GIUSTIZIA

“Sala era consapevole del falso”. Dunque ha mentito ai milanesi

“Sala era consapevole del falso”. Dunque ha mentito ai milanesi

Giuseppe Sala era consapevole di sottoscrivere un documento falso. Ma lo ha fatto per evitare ulteriori ritardi nei lavori, con il rischio di non aprire in tempo Expo 2015. Questo dicono le motivazioni della sentenza che a luglio ha condannato l’allora commissario e amministratore delegato di Expo spa a 6 mesi di reclusione, convertiti in una multa di 45 mila euro.

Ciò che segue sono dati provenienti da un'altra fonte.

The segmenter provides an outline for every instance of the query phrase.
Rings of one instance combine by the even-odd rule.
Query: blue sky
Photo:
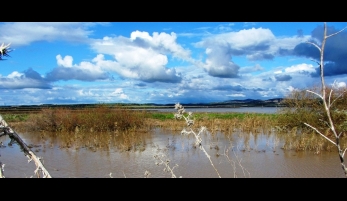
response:
[[[328,22],[328,34],[347,22]],[[0,105],[209,103],[319,85],[323,22],[2,22]],[[347,31],[326,45],[347,83]]]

Sala, in seguito eletto sindaco di Milano, era accusato di falso materiale e ideologico, per aver firmato, nella sua casa di Brera, due atti che cambiavano due commissari della più importante gara d’appalto Expo, quella della “piastra”, valore 272 milioni di euro. Li ha firmati il 31 maggio 2012, ma la data scritta sui due documenti era antecedente e falsa: 17 maggio 2012.

I manager Expo avevano segnalato la probabile incompatibilità dei due commissari. Ma per cambiarli, era necessario ricominciare da capo la procedura, e questo avrebbe allungato i tempi e messo a rischio l’apertura di Expo, il cui cronoprogramma era già in grave ritardo. Sala temeva di non riuscire ad aprire i cancelli il 1° maggio 2015. Ecco dunque che nel 2012 furono forzate le procedure e falsificati i due atti con una firma falsa.

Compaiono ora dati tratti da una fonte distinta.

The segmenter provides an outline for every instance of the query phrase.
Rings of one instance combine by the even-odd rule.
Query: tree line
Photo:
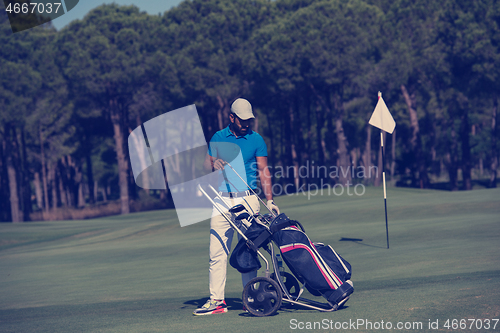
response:
[[[496,187],[499,24],[495,0],[191,0],[160,15],[113,4],[16,34],[2,11],[0,220],[171,205],[135,185],[128,134],[195,104],[208,142],[237,97],[270,166],[293,171],[275,183],[317,181],[303,166],[378,166],[400,186]],[[368,125],[378,91],[397,123],[385,166]]]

Condanna, dunque. Sala, scrivono i giudici, “deve essere ritenuto penalmente responsabile del reato ascrittogli. Integrato sia sotto il profilo oggettivo che sotto quello soggettivo”. Ma per lui scatta l’attenuante di aver “agito per motivi di particolare valore morale o sociale”. Secondo il Tribunale, “Sala firmò i verbali per evitare ritardi”, con “l’obiettivo di evitare che la questione della paventata incompatibilità” dei due componenti della commissione di gara potesse comportare il “rischio di ulteriori ritardi nell’espletamento della procedura” e quindi mettere in pericolo l’apertura di Expo. “Deve dunque trovare particolare considerazione la volontà di realizzare le infrastrutture in tempo utile, pena il fallimento vero e proprio della manifestazione”.

Esclusa comunque, per i giudici, la “volontà di avvantaggiare taluno dei concorrenti alla gara. O danneggiare altri”. È emersa solo la volontà “di assicurare la realizzazione in tempo utile delle infrastrutture necessarie per la realizzazione e il successo dell’Esposizione universale del 2015. Risultato poi effettivamente conseguito e unanimemente riconosciuto”. Il Tribunale sembra ipotizzare una sorta di reato commesso a fin di bene. Anche se le eventuali buone intenzioni di norma non possono addolcire il codice penale.

Eppure nelle motivazioni si legge chiaramente che l’allora numero uno di Expo ha sottoscritto i due verbali “consapevole delle illecite retrodatazioni”. E quindi “della surrettizia creazione in data 31 maggio 2012 di documenti che alla data del 17 maggio 2012 non erano esistenti”.

Sala era certamente consapevole del falso. Dunque ha mentito quando nell’aula del processo e in numerose dichiarazioni fuori dall’aula ha più volte ripetuto di non essersi accorto delle date false e di non ricordare come e quando firmò i due documenti. Ha mentito in aula: e questo a un imputato è concesso. Ma ha mentito da sindaco fuori dall’aula: è questo per un primo cittadino è grave.

I legali di Sala hanno annunciato che ricorreranno in appello contro la sentenza di condanna. Mossa del tutto inutile, perché il reato di falso che gli è stato contestato, a novembre evaporerà, per effetto della prescrizione. Questa potrebbe essere rifiutata dal condannato, che potrebbe difendersi nel merito anche in secondo grado: ma sembra escluso che Sala scelga questa strada.